Dans ses travaux, Geoffrey West démontre que les villes sont comme des organismes vivants. Elles obéissent aux mêmes règles biologiques et dégagent des économies d’échelle pour tout, sauf la créativité. La créativité « accélère » avec la taille des villes. Pour reprendre les mots du neuropsychiatre Boris Cyrulnik: « Nos cerveaux sont fondamentalement bâtis pour être reliés à d’autres cerveaux. »


Nos cerveaux sont fondamentalement bâtis pour être reliés à d’autres cerveaux.

Boris Cyrulnik


Avant lui, dans les années 1990, le Japonais Nonaka a développé le modèle SECI ( (Socialization, Externalization, Combination, Internalization) pour expliquer la création et la diffusion du savoir. Il montre que les nouvelles connaissances ne sont pas seulement issues de la pensée d’un seul individu (le mythe du visionnaire isolé). La communication au sein de l’entreprise est en fait cruciale pour innover. Comme l’écrivent Tsuji et al. (2019), « les cadres doivent comprendre l’avantage d’une communication en face-à-face, car elle concerne non seulement les individus mais aussi la capacité et la productivité de l’ensemble de l’organisation. » (« executives have to understand the benefit of face-to-face communication because it affects not only individuals but also the capability and productivity of the entire organization »).
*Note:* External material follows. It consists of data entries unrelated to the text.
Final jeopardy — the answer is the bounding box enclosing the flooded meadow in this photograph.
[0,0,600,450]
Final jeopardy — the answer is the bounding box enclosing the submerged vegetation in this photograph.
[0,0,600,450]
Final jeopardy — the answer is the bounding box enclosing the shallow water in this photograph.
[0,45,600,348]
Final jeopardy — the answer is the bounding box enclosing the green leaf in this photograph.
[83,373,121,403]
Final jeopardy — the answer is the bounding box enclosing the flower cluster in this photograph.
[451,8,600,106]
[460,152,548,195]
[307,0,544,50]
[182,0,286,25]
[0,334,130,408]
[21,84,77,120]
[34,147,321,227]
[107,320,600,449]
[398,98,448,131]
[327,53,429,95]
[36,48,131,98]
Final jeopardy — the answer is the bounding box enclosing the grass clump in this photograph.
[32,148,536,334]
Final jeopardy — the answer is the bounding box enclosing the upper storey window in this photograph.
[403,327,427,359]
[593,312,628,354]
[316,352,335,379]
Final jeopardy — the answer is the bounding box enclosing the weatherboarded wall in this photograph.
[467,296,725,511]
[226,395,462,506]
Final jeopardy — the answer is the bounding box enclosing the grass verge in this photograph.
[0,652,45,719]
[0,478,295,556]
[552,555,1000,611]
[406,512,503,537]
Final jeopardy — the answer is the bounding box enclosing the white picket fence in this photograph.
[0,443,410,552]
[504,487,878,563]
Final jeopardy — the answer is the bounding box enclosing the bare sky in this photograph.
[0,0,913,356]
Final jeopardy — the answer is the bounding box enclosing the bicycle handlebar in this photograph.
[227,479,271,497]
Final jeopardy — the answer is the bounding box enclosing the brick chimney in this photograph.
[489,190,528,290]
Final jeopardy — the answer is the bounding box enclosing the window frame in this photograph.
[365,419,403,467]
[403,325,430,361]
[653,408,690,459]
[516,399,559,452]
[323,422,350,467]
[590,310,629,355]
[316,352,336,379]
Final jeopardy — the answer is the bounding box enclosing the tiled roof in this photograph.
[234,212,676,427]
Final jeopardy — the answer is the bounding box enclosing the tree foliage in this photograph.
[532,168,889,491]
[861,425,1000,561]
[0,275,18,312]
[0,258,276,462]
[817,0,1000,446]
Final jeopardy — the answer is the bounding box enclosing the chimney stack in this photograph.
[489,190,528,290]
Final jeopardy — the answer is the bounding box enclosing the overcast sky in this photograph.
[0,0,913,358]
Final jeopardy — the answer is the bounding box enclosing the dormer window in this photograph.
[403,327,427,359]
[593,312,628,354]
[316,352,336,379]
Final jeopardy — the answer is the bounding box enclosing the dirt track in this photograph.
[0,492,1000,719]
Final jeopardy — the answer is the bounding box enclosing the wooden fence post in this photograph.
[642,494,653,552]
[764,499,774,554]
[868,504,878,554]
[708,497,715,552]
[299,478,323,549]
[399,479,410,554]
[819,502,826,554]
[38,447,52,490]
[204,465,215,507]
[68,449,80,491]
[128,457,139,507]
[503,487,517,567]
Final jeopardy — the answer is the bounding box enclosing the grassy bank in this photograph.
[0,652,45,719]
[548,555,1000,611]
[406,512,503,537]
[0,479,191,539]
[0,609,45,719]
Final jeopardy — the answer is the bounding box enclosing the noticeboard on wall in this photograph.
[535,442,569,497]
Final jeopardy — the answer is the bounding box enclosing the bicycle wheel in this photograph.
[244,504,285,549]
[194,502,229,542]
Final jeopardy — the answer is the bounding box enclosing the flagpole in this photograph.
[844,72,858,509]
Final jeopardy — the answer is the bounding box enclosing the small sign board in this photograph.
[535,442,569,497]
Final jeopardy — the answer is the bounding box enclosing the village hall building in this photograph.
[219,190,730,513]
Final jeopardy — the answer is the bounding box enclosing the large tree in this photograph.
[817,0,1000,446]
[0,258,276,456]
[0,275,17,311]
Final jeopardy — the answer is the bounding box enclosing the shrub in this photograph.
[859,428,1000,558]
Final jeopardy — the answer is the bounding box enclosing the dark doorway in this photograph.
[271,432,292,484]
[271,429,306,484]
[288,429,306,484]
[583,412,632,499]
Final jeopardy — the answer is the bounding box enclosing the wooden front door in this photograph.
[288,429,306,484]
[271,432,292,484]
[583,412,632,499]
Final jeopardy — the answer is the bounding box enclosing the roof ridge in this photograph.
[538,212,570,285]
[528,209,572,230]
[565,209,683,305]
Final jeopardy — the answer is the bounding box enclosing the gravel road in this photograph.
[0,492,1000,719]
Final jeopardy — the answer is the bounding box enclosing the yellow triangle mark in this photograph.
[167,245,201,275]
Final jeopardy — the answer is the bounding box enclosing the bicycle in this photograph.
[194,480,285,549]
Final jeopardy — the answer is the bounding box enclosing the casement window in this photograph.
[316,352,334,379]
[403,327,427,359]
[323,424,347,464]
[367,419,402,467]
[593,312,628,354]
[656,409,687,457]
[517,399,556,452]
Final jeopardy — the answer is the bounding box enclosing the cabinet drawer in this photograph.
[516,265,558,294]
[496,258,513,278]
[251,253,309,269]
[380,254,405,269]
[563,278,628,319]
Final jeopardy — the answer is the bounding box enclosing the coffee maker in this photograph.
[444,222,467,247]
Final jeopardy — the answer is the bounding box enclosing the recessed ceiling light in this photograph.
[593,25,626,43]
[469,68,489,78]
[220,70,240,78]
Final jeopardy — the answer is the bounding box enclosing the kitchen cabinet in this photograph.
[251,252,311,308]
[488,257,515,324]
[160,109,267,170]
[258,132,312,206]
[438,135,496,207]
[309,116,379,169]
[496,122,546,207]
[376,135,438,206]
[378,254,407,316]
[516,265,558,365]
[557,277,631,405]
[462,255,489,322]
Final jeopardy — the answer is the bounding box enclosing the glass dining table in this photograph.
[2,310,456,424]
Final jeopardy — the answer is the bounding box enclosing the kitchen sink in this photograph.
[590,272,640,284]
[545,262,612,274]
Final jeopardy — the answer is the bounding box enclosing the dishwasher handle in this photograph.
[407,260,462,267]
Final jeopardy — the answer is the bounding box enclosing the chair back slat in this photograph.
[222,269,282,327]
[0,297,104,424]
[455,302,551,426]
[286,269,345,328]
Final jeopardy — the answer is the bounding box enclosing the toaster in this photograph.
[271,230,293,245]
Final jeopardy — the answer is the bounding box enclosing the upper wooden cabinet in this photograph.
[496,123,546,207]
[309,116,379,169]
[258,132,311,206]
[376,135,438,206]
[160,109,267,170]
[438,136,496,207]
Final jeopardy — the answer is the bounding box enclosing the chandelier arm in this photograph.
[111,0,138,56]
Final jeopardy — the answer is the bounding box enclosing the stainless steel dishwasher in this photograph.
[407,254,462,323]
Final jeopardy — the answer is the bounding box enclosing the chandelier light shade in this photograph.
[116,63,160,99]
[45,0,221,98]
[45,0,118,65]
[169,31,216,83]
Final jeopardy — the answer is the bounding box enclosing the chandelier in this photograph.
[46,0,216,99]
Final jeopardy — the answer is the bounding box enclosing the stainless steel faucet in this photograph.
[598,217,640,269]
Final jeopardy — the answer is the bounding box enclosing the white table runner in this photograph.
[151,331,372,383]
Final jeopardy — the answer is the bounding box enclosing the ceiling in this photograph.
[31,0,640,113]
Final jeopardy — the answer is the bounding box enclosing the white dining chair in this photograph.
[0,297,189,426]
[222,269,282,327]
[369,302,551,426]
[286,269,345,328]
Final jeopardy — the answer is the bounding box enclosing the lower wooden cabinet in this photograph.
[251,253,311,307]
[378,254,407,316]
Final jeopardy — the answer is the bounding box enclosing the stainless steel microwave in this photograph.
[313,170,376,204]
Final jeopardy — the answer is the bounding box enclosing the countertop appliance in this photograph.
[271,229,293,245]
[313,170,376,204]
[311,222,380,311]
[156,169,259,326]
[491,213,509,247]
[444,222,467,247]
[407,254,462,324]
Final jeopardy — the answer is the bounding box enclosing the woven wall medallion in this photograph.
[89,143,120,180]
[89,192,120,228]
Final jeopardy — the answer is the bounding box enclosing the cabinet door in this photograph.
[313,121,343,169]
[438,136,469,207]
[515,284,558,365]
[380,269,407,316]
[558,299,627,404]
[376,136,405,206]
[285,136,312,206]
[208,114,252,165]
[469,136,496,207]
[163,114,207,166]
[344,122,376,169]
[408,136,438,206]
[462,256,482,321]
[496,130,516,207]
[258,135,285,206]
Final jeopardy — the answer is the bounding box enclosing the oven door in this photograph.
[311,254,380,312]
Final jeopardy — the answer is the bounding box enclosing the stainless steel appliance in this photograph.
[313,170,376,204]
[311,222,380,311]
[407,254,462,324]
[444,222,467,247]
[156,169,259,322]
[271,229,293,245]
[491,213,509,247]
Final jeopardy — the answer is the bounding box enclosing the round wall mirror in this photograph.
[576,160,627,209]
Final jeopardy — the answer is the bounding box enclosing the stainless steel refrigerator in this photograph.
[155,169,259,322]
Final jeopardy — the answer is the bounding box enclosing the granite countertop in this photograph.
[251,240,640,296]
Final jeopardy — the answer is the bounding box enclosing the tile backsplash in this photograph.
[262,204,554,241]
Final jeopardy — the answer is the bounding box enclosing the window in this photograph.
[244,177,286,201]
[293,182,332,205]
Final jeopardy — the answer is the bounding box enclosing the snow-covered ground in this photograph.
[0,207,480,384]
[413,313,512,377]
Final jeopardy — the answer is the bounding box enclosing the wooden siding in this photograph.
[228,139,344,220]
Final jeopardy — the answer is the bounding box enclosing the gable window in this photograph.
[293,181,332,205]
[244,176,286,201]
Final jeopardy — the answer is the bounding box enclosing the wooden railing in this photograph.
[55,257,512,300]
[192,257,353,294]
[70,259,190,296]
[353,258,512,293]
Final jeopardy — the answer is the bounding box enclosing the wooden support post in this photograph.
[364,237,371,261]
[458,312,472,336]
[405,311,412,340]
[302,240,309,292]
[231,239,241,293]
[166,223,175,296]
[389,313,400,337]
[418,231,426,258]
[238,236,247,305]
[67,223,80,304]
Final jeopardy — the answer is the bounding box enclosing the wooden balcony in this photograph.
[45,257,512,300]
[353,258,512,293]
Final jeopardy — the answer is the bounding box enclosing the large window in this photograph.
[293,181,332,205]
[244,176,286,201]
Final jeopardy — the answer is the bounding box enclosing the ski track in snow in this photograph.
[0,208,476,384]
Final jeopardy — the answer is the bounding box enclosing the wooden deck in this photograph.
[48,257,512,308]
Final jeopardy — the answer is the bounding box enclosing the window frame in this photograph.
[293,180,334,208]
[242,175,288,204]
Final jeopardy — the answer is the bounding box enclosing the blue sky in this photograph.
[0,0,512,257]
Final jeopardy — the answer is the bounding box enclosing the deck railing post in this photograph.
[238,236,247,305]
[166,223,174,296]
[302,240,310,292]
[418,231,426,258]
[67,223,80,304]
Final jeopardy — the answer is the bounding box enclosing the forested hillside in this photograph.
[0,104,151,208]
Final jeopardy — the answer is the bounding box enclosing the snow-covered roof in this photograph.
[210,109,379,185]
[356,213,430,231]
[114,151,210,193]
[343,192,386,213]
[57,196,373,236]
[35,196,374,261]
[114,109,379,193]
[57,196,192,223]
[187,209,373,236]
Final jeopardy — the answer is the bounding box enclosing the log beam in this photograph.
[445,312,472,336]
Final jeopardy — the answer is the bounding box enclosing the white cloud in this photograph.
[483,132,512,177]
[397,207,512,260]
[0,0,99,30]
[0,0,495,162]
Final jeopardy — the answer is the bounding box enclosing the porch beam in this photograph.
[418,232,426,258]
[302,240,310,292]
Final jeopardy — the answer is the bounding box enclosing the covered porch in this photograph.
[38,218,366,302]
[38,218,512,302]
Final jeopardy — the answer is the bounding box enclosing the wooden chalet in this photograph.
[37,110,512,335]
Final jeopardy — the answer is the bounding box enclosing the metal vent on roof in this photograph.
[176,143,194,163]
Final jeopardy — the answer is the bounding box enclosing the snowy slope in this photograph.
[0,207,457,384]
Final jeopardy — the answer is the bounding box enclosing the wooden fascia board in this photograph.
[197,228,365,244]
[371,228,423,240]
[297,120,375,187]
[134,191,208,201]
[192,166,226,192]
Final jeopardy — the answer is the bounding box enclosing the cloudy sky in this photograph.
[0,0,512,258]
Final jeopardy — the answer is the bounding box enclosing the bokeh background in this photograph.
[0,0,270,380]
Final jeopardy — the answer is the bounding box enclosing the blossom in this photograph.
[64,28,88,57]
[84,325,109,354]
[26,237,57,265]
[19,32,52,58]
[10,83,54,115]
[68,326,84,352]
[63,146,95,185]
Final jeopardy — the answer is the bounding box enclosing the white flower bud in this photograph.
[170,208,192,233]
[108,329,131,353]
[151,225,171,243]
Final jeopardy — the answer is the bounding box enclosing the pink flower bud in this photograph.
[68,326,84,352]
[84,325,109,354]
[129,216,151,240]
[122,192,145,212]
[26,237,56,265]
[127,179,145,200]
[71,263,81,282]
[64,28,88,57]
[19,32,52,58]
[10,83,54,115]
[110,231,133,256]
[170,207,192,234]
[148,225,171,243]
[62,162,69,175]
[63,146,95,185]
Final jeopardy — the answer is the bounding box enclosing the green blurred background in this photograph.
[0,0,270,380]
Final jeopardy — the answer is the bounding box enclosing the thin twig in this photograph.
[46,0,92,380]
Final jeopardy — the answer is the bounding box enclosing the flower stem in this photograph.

Les réseaux sont essentiels à l’innovation

Le modèle de Nonaka est confirmé par Steven Johnson dans son livre « Where good ideas come from: a natural history of innovation » (résumé disponible ici). Les bonnes idées ne naissent pas dans la tête d’un individu isolé. Au contraire, les bonnes idées sont le résultat d’interactions avec l’extérieur, plus précisément de l’interaction sociale. Steven Johnson distille au travers de son livre cette idée récurrente que les éclairs d’inspiration, ces moments « eurêka » comme on les appelle, surviennent très rarement lorsqu’on est seul dans son laboratoire (ou dans son bureau). Les idées naissent des conversations, notamment informelles, avec d’autres personnes, des collègues, des amis, des proches. Vous retrouverez dans cet article d’autres exemples de l’effet démultiplicateur, sur l’innovation, de la réunion d’esprits féconds. Cet effet de réseau n’est pas sans rappeler le rôle des « maillons faibles » dans l’inhibition des bulles de filtres.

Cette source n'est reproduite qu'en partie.